ComSubstruct -l -o1 -s -w1.1 -b100 query_structure.code target_SHREC2010.code.

Because more than one fragment may correspond to a protein, the topmost fragment was chosen for each protein to obtain the ranked list of protein names. See below for more detail. Programs ProteinEncode and ComSubstruct are available from http://www.genocript.com.

(1.1) Extraction of the CA trace of a protein

To identify the main chain fragments of N-CA-C, supplied data files are examined for the atom radius pattern of 1.70-2.00-1.74. Only the CA atoms of the N-CA-C fragments are considered in our method.

(1.2) D2 encoding of local protein structures

We used a discrete differential geometrical technique, D2 encoding, for analysis of local protein structures, where the conformation of all five-CA fragments (i.e. fragments of five CA atoms) of a protein are encoded using a five-tetrahedron sequence [1]. First, the conformation of each five-CA fragment is represented by a folded sequence of five tetrahedrons.

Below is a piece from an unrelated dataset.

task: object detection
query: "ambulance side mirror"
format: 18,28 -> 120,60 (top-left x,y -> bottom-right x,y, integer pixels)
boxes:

Next, the corresponding {0, 1}-valued sequence of length five, which are denoted as a base-32 number, are assigned to the center CA atom of the fragment. Then, we obtain a description of the conformation of a protein by arranging base-32 numbers in the order that the corresponding CA atoms appear in the CA trace. The base-32 number sequence is called the D2 code of a protein.

(1.3) Dataset search by ComSubStruct

One of the simplest measures of sequence similarity is the length of the longest common subsequence (LCS). We used the length of the LCSs of two D2 codes to quantify the differences between two protein backbone conformations. The width of compare window was set to the product of "1.1" and the length of the shorter sequence using the "-w" option. The width of slide step was then the product of 0.1 and the length of the shorter sequence.

(1.4) Sorting structures

Protein names are ranked based on the length of LCS. The length of proteins is used for tie-break purposes (the shorter, the better). The similarity scores are obtained by dividing the LCS-length by the protein-length. More precisely, the maximum value is (protein-length − 4) / protein-length.

REFERENCES

[1] N.Morikawa, Discrete differential geometry of tetrahedrons and encoding of local protein structure. ArXiv: 0710.4596 (2007).